Вокруг их второй громкой премьеры «Голый король» было много слухов, в том числе и слух, что под королем в спектакле подразумевался сам Хрущев. Но игравший эту роль Евстигнеев всегда это отрицал. К тому же в пьесе высмеивался не король, а его льстивое окружение.
Единственной пьесой, в которой действительно подразумевался Хрущев, была пьеса Зорина «Римская комедия», сочиненная под занавес «оттепели». Ее герои – император Рима и два писателя – негодяй по имени Сервилий и честный Дион, которого на вахтанговской сцене играл молодой Ульянов, а в БДТ – Юрский. Это была смешная, фельетонная пьеса про взаимоотношения власти и культуры. В БДТ постановку запретили, и это – единственный спектакль, запрещенный в БДТ за время руководства Товстоногова. Но вахтанговский спектакль в итоге выпустили, и ставил его Рубен Симонов. Учитывая, что Хрущева только что сняли (репетиции начались еще до его отставки), власти спектакль, вероятно, и разрешили только для того, чтобы нанести по бывшему лидеру вдогонку еще один удар.
Как ни странно, но партийные органы появление театра «Современник» встретили достаточно положительно – такое тоже было возможно только во времена «оттепели». И более того, они сочувствовали этому театру, помогали ему. Есть масса баек, которые лучше всех рассказывают, конечно, артисты «Современника», про начальников московских управлений культуры, которые любили этот театр и любили артистов. Во многом это заслуга Ефремова. При всей остроте своей социальной позиции и неприятии сталинизма он понимал, на какой земле живет, в какой стране существует, и мог находить взаимоотношения с властью. Если Ефремов был сильно не в духе, он мог послать куда угодно любого и, так сказать, возроптать. Но в то же время он хорошо понимал, до какого предела можно дойти.
«Современник» – это чудо, которое появилось именно в тот момент, когда можно было появиться.
Репертуар, естественно, согласовывался, но в 50-е годы это было почти формальностью, если сравнивать с брежневскими временами. При Брежневе театры месяцами ждали ответа Министерства культуры на любую пьесу. Это стало целой процедурой, ритуалом задушения всего нового и яркого.
Тем не менее и в «Современнике» запрещали спектакли. Например, запретили пьесу Галича «Матросская тишина», запретили спектакль «Случай в Виши». Не удалось поставить и Солженицына.

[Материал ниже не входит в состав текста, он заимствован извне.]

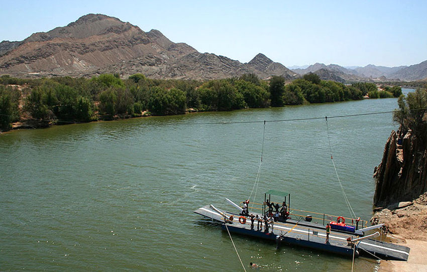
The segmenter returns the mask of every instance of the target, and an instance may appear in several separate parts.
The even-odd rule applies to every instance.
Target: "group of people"
[[[288,208],[286,206],[286,203],[284,201],[283,201],[281,206],[279,205],[279,203],[275,204],[274,202],[270,202],[268,199],[264,202],[264,204],[268,207],[267,214],[269,216],[274,217],[275,222],[279,221],[279,218],[280,216],[282,217],[283,220],[285,220],[289,216]],[[273,212],[273,210],[274,210],[274,213]]]
[[[253,214],[249,215],[249,219],[251,220],[251,229],[254,229],[254,222],[255,220],[257,221],[257,230],[258,231],[262,231],[262,224],[264,223],[264,232],[268,232],[269,229],[271,228],[271,233],[273,233],[273,225],[274,225],[274,219],[272,217],[264,215],[264,217],[261,217],[257,214],[256,216]]]

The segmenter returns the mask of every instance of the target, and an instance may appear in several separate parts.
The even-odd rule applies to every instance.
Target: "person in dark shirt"
[[[274,205],[274,209],[276,210],[276,212],[279,212],[279,208],[280,208],[280,206],[279,205],[279,203],[276,203]]]
[[[251,219],[251,229],[254,229],[254,221],[255,220],[255,216],[253,214],[251,214],[251,215],[249,216],[249,218]]]
[[[268,219],[267,219],[267,216],[265,215],[264,216],[263,218],[264,221],[264,232],[268,232]]]
[[[262,219],[258,216],[258,214],[257,214],[257,217],[255,217],[255,219],[258,221],[258,225],[257,225],[257,230],[262,230]],[[261,227],[260,227],[260,225],[261,225]]]

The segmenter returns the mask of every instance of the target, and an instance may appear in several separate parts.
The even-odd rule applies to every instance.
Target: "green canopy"
[[[280,192],[280,191],[276,191],[275,190],[269,190],[265,192],[266,195],[273,195],[273,196],[287,196],[289,194],[284,192]]]

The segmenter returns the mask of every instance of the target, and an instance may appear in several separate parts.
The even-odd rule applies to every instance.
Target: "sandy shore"
[[[411,250],[407,261],[381,261],[379,272],[425,272],[427,271],[427,242],[406,239]]]

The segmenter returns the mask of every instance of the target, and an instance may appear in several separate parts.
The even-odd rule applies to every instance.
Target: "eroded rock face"
[[[383,223],[385,230],[406,239],[427,240],[427,193],[402,208],[384,209],[371,219],[373,224]]]
[[[421,142],[410,129],[404,137],[391,131],[374,171],[375,206],[411,201],[427,191],[427,147]]]
[[[141,73],[151,78],[215,79],[253,73],[261,78],[294,73],[258,54],[248,63],[201,53],[160,31],[101,14],[88,14],[63,27],[34,33],[21,42],[0,43],[0,75],[90,76]]]

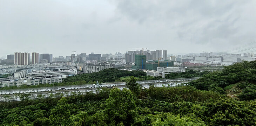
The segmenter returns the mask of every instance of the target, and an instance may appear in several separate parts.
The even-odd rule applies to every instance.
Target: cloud
[[[256,40],[254,0],[0,0],[0,57],[128,47],[221,51]]]

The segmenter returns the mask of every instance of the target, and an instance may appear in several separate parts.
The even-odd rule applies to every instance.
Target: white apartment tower
[[[15,65],[28,65],[30,63],[30,54],[28,52],[14,52]]]
[[[166,60],[167,58],[167,51],[163,50],[163,58],[164,60]]]
[[[36,52],[32,52],[32,64],[39,63],[39,54]]]

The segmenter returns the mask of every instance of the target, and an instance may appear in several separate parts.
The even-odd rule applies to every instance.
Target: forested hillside
[[[0,104],[3,126],[255,126],[256,61],[209,73],[190,86],[126,89]],[[237,97],[227,96],[231,92]]]

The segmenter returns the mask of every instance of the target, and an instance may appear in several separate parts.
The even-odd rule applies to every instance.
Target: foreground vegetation
[[[193,86],[124,89],[0,104],[3,126],[255,126],[256,61],[210,73]],[[227,96],[232,90],[237,97]],[[240,92],[238,93],[238,92]]]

«Моя приятельница Соловьева как-то замечательно сказала про Никиту Хрущева и про театр той поры, про жизнь той поры… Да, у нас сейчас то же самое… Она это приравняла к русской хоровой игре. У нас есть одна игра, очень странная: одна сторона пляшет, поет: „А мы просо сеяли, сеяли“, а вторая поет: „А мы просо вытопчем, вытопчем…“ При Никите это была любимая игра. То просо сеяли, то просо вытаптывали».
Каким же образом на театральной жизни отразились скандалы Хрущева с интеллигенцией? И почему ему под горячую руку не попадали театральные деятели?

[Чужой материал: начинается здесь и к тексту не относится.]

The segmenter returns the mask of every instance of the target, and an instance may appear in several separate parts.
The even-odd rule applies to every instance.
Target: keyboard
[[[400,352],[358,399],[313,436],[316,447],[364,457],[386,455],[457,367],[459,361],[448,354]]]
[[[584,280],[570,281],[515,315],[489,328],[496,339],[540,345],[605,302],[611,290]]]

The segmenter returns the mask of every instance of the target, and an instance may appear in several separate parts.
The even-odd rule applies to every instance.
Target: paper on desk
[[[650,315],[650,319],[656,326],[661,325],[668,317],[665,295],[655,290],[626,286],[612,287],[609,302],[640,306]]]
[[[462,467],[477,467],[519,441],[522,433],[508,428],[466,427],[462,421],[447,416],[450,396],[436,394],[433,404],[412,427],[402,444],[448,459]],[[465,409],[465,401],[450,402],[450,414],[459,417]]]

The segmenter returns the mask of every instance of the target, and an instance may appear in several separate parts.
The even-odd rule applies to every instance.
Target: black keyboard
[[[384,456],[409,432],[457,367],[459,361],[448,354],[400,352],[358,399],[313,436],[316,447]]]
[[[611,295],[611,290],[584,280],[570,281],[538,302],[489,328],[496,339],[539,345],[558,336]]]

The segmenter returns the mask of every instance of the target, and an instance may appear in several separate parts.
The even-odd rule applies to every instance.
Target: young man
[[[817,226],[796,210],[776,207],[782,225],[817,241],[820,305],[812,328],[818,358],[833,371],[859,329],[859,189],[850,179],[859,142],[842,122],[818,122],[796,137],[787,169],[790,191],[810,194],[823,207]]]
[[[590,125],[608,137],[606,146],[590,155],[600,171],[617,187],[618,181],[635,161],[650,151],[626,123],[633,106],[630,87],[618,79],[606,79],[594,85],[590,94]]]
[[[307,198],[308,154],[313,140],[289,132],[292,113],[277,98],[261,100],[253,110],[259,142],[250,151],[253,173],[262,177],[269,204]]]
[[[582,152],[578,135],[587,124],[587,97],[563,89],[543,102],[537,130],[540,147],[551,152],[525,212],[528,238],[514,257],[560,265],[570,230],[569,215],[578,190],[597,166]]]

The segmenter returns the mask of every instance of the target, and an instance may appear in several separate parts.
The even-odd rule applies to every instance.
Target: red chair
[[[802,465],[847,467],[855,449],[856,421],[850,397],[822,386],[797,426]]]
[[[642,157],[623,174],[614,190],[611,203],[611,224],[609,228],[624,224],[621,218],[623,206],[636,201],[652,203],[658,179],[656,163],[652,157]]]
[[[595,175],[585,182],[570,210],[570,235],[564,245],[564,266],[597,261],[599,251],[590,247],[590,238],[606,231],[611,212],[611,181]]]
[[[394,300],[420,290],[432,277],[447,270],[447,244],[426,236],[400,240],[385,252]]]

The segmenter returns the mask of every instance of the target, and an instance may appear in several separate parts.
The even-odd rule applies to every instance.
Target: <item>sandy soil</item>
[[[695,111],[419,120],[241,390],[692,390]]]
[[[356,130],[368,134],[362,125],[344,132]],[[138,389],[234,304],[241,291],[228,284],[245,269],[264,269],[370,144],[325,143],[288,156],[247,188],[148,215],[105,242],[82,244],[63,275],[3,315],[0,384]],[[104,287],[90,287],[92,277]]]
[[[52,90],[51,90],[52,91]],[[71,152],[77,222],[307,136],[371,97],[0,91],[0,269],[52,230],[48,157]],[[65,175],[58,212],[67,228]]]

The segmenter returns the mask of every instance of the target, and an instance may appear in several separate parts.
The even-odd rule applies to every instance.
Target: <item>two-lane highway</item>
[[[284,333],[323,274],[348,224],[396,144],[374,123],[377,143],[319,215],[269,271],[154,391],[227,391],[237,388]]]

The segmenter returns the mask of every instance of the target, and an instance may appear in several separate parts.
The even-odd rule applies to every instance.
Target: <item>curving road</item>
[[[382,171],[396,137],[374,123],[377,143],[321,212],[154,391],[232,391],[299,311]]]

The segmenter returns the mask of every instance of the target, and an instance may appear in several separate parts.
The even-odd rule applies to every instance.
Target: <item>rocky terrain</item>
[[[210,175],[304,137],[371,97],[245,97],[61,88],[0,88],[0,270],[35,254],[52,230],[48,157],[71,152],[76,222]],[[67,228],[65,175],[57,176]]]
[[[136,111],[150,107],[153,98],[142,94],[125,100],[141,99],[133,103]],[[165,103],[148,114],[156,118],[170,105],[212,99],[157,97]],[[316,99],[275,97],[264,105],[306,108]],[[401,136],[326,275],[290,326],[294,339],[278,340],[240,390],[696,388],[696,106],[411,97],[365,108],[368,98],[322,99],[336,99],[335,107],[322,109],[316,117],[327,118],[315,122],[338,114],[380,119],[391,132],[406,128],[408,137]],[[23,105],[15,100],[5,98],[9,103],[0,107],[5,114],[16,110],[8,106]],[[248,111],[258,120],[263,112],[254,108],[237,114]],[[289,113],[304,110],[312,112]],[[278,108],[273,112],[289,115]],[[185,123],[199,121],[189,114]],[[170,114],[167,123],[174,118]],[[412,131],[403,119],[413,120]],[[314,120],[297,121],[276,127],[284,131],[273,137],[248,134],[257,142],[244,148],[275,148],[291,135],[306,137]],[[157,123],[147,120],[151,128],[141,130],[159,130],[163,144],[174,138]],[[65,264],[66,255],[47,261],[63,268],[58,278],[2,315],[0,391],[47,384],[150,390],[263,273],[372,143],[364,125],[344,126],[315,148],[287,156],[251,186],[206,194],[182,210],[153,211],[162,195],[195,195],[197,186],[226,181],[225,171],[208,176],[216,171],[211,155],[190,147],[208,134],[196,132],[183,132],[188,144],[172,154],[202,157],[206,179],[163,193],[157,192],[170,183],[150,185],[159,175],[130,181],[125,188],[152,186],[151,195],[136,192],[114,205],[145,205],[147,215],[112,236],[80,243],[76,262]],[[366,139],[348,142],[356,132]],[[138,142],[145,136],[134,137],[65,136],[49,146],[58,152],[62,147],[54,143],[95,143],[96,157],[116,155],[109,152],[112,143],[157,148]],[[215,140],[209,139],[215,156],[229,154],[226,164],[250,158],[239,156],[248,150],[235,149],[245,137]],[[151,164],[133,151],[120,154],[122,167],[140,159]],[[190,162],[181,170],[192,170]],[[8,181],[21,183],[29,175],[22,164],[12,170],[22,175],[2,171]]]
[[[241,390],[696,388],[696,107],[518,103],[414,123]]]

Хрущев был все-таки человек непредсказуемый, импульсивный. Он совершал в какой-то степени и хулиганские поступки, поэтому его могло качнуть и в одну, и в другую сторону. Скорее всего театральная жизнь была не задета случайно. При Брежневе давление на культуру приняло черты монументального гниения и проработки.
Ефремов говорил, что сложнее всего было как раз не с Хрущевым. Тот был гневлив, но отходчив, мог орать – «на тебе паспорт» – и тут же сказать: «Ну ладно, давай работай…» Главным кошмаром были те, кто его слушал и торопился выслужиться, наброситься на людей, вызвавших недовольство Первого секретаря. К тому же Хрущева постоянно науськивали сталинисты, они присутствовали и в его окружении, и в различных творческих союзах.
«Современник» воспринимался консерваторами и важными театральными деятелями как вызов, как конкурент, которого надо уничтожить. Самое отрицательное отношение к «Современнику» было как раз в Художественном театре, чьим детищем он был. Но молодой театр был поддержан обществом. Он очень быстро утвердился как театр нового ансамбля актеров, показал новый стиль актерской игры, со временем и другие театры стали у него многое перенимать. А потом появились Эфрос, Любимов, Товстоногов. Их театры вскоре стали опорными театрами страны. Даже в брежневские годы закрыть их было невозможно. Это были островки, важные не только для театральной культуры страны, но для всего общества. И власть перед ними пасовала[26].
26
В главе использованы материалы выступления на радио «Эхо Москвы» Анатолия Смелянского, профессора, ректора Школы-студии при МХАТ, лауреата премии «Триумф», историка театра.